# PDc

PDc computes breakdown point and efficiency associated with tuning constant alpha for minimum power divergence estimator

## Syntax

• bdp=PDc(alpha)example
• [bdp,eff]=PDc(___)example

## Description

 bdp =PDc(alpha) PDc with just one output argument.

 [bdp, eff] =PDc(___) PDc with 2 output arguments.

## Examples

expand all

### PDc with just one output argument.

[bdp]=PDc(1)
disp('Break down point')
disp(bdp)

### PDc with 2 output arguments.

alpha=1;
[bdp,eff]=PDc(alpha)
disp('Break down point and efficienty')
disp(['alpha=' num2str(alpha)])
disp(['bdp=' num2str(bdp)])
disp(['eff=' num2str(eff)])

## Related Examples

expand all

### Breakdown point and efficiency.

Analysis of breakdown point and asymptotic efficiency at the normal distribution as a function of alpha in regression.

c=0.01:0.01:1;
[bdp,eff]=PDc(c);
subplot(2,1,1)
plot(c,bdp)
xlabel('$\alpha$','Interpreter','Latex','FontSize',16)
ylabel('Breakdown point','Interpreter','none')
subplot(2,1,2)
plot(c,eff)
xlabel('$\alpha$','Interpreter','Latex','FontSize',16)
ylabel('Asymptotic efficiency','Interpreter','none')

## Input Arguments

### alpha — tuning constant alpha. Scalar or Vector.

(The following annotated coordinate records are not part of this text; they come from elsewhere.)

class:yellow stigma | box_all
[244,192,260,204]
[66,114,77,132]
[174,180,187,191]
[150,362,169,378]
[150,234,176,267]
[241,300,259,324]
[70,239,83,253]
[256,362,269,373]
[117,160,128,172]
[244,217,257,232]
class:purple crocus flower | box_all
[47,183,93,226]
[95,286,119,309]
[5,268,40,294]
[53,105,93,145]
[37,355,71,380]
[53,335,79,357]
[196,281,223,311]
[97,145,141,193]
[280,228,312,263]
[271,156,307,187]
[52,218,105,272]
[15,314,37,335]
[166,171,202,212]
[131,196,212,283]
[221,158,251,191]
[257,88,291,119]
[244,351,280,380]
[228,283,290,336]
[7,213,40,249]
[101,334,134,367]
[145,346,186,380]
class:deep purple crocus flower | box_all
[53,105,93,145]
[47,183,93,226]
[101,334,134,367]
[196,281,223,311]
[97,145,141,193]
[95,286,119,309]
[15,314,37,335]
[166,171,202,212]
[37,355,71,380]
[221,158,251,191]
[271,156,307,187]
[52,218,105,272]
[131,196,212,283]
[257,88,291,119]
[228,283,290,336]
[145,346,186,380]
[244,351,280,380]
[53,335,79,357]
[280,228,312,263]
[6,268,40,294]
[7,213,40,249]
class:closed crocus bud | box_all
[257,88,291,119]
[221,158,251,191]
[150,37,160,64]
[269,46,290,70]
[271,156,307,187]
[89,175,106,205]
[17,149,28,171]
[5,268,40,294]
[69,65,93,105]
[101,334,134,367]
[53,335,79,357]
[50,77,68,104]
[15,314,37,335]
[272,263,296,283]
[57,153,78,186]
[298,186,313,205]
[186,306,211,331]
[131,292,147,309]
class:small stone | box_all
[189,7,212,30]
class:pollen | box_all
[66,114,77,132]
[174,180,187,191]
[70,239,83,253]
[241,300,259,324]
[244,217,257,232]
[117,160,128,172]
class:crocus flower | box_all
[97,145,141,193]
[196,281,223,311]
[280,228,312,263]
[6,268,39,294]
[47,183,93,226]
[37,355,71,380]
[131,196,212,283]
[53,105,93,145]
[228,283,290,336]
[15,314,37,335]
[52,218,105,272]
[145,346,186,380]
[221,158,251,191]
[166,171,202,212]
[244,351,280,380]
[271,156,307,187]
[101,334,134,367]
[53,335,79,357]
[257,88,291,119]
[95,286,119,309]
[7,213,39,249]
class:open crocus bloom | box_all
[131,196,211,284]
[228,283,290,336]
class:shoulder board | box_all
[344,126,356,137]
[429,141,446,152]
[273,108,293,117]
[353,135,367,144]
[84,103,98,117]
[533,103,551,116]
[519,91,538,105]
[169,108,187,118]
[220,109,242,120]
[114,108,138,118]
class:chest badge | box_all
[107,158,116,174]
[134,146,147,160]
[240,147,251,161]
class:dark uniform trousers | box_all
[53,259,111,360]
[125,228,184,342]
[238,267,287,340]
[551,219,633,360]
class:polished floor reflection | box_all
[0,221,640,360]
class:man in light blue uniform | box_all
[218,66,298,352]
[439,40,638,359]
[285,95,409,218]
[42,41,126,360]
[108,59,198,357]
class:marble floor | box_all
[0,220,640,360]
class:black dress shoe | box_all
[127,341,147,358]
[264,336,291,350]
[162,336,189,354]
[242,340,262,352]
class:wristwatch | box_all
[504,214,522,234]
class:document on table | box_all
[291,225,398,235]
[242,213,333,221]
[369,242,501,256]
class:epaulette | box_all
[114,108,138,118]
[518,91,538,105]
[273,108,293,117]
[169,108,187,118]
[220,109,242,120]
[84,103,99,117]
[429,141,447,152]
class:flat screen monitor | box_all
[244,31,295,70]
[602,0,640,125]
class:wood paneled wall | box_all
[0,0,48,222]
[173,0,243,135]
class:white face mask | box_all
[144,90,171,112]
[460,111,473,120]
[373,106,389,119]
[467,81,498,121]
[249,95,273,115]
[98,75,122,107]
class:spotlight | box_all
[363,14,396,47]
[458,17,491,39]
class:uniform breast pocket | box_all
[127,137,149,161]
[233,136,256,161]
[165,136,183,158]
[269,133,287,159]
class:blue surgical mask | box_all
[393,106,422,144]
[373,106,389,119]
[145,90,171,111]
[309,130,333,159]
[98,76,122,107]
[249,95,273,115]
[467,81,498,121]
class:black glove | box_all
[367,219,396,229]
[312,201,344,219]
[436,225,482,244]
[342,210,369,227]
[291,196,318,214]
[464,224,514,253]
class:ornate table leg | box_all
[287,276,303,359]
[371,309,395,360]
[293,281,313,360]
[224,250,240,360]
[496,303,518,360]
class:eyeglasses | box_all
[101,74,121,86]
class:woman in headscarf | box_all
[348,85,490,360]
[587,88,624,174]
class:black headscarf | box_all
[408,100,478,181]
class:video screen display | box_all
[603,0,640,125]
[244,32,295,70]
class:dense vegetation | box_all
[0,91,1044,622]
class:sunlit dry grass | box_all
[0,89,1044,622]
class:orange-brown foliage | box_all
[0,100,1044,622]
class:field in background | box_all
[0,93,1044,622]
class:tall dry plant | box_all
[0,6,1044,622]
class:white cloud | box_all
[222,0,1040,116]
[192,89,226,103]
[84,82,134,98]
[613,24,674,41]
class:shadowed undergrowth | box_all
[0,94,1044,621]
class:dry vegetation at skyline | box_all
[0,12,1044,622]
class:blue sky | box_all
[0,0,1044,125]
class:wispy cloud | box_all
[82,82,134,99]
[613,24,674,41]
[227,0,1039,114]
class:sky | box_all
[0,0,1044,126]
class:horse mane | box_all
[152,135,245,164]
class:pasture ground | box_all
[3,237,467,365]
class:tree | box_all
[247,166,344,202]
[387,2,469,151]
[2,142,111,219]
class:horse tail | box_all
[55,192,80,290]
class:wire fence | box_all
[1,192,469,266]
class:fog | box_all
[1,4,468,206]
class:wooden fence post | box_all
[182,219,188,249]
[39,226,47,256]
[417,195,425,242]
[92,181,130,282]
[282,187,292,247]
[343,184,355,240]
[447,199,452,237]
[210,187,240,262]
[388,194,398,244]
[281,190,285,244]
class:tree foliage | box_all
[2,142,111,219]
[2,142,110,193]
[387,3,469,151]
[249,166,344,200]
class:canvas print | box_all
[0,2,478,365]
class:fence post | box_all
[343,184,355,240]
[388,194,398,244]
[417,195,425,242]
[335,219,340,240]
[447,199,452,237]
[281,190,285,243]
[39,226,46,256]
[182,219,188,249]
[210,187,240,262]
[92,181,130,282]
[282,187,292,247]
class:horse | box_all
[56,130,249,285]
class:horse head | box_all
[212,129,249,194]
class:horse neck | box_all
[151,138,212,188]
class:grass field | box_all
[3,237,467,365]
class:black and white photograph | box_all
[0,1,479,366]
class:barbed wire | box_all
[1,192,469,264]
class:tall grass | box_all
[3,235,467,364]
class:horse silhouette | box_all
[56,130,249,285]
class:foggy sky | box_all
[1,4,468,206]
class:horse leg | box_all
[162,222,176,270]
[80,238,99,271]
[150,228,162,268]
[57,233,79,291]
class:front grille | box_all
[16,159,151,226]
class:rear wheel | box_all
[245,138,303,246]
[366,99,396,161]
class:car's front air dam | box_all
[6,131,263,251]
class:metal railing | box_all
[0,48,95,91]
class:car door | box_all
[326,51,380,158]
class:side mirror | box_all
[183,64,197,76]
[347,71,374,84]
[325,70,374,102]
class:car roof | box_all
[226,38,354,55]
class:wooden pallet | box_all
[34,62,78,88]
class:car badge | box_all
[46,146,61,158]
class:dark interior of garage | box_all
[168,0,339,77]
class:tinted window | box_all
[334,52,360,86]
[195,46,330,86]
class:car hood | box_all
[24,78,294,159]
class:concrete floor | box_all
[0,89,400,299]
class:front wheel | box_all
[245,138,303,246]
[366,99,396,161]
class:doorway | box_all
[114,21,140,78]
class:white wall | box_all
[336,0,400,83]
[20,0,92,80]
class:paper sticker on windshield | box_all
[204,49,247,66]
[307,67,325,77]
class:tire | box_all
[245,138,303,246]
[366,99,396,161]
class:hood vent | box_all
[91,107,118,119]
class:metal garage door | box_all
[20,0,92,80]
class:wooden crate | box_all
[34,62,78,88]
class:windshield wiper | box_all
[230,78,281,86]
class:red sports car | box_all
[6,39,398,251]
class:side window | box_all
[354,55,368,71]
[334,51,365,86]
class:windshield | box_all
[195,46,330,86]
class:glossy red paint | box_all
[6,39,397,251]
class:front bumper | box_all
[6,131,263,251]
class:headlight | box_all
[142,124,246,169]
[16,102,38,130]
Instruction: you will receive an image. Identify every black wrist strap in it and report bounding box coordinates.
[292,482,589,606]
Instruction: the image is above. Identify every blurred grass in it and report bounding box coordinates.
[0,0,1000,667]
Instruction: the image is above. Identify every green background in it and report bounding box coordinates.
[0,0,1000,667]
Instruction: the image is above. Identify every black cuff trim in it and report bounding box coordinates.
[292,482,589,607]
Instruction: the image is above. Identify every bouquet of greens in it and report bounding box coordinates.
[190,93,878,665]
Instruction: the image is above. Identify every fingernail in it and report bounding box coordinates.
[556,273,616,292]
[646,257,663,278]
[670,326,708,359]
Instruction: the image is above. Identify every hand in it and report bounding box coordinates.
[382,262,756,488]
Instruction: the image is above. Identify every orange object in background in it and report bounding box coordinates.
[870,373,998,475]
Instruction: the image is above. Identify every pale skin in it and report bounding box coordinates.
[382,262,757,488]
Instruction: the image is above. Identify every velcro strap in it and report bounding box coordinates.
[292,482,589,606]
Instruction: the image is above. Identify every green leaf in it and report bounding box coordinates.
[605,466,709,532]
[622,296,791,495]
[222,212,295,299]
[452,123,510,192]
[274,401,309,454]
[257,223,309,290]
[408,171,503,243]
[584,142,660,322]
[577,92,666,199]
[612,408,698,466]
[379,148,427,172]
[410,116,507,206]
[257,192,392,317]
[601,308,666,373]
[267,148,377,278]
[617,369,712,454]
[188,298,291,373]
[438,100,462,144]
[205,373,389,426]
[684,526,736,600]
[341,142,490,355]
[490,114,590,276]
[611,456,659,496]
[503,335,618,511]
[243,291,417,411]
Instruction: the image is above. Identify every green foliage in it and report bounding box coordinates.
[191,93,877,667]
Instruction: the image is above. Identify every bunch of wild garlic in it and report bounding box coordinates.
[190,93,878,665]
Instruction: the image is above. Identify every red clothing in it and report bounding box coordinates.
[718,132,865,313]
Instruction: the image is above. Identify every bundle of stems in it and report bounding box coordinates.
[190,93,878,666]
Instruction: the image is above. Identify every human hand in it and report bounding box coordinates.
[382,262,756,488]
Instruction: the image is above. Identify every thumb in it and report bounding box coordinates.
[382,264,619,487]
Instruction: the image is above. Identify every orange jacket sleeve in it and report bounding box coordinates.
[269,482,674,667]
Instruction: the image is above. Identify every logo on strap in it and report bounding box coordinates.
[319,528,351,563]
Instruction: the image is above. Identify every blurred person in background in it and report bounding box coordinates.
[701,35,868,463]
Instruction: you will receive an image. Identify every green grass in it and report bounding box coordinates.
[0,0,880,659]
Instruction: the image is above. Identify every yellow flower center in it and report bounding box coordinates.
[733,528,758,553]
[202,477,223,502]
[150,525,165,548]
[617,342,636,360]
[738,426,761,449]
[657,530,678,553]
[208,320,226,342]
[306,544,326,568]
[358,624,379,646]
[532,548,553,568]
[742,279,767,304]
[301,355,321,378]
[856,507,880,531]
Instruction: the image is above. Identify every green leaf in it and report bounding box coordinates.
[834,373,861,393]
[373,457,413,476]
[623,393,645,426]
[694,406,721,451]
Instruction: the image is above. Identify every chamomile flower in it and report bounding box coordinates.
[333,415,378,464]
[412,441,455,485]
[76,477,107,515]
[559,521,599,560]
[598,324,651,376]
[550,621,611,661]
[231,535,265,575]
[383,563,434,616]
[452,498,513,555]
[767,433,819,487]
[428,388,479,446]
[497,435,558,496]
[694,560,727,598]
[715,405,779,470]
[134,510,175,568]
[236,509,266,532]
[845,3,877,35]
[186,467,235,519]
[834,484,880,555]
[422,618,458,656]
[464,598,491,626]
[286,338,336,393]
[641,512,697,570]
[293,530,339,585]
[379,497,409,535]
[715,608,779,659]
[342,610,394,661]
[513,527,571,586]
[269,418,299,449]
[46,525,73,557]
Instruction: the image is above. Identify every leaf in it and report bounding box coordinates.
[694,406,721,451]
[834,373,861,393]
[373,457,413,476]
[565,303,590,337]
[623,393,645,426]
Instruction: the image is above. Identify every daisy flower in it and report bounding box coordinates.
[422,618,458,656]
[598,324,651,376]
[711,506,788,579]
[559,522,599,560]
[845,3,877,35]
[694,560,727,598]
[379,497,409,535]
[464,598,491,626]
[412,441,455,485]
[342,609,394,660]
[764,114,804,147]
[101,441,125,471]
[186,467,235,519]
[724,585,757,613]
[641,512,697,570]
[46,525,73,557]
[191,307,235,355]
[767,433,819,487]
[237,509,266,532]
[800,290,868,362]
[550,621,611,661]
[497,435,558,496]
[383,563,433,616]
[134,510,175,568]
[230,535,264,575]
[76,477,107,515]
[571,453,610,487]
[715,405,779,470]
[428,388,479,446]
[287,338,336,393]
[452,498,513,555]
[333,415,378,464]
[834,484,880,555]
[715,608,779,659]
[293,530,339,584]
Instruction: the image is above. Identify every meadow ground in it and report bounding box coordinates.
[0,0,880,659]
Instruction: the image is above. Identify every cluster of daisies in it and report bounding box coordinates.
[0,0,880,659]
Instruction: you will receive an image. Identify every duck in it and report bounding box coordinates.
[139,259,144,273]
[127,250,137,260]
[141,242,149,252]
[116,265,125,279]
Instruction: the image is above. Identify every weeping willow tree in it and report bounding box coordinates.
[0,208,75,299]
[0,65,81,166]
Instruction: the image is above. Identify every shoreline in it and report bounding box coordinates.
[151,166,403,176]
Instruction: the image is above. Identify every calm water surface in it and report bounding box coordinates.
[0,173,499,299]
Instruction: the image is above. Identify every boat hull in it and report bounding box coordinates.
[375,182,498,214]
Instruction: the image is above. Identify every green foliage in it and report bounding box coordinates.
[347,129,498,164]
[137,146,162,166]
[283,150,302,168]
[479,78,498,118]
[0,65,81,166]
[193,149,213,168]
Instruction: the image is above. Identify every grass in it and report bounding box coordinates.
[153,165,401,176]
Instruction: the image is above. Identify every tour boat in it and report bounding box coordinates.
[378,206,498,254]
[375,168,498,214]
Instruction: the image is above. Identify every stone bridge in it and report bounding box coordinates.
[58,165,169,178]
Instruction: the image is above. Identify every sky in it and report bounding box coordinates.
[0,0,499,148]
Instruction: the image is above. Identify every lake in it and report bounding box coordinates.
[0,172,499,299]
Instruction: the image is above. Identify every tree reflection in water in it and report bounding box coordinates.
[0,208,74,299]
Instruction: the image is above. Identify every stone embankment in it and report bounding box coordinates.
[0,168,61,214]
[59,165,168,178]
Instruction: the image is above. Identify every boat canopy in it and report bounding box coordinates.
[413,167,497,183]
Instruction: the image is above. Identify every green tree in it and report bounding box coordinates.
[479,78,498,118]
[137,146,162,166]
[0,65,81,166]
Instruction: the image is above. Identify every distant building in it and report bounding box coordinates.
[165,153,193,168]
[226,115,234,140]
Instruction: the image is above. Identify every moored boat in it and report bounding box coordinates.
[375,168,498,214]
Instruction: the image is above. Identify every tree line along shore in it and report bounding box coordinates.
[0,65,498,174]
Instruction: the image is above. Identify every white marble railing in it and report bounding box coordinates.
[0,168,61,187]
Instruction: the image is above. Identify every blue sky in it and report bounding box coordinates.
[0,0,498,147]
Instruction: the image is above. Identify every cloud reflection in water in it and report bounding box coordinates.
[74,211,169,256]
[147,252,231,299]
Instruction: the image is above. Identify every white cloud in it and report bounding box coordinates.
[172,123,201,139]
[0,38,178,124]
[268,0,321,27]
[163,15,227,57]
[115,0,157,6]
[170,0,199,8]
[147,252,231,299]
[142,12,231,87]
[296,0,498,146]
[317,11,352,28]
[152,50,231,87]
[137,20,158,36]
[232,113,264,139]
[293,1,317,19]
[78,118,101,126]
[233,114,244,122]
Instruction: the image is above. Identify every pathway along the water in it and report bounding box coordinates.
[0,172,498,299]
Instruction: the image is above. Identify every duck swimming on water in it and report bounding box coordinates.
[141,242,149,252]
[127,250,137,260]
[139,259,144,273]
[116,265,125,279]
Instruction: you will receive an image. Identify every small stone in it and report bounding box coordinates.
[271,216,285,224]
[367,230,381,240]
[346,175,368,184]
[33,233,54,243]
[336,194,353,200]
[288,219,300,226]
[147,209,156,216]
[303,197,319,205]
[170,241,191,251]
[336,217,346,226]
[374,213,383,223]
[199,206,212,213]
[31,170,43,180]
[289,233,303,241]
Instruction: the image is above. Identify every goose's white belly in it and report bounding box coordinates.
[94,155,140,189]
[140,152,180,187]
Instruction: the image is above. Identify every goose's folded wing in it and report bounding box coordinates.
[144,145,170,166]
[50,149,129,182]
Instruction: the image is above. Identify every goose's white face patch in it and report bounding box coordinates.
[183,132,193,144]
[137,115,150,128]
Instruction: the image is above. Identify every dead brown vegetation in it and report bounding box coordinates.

Scalar greater than 0 which controls the robustness/efficiency of the estimator

Data Types: single| double

## Output Arguments

### bdp —bdp. Scalar

Breakdown point associated to the supplied value of c

### eff —eff. Scalar

Efficiency associated to the supplied value of c Remark: if alpha is a vector bdp and eff will also be vectors with the same size of alpha. For example bdp(3) and eff(3) are associated to alpha(3) ....

Riani, M. Atkinson, A.C., Corbellini A. and Perrotta A. (2020), Robust Regression with Density Power Divergence: Theory, Comparisons and Data Analysis, submitted.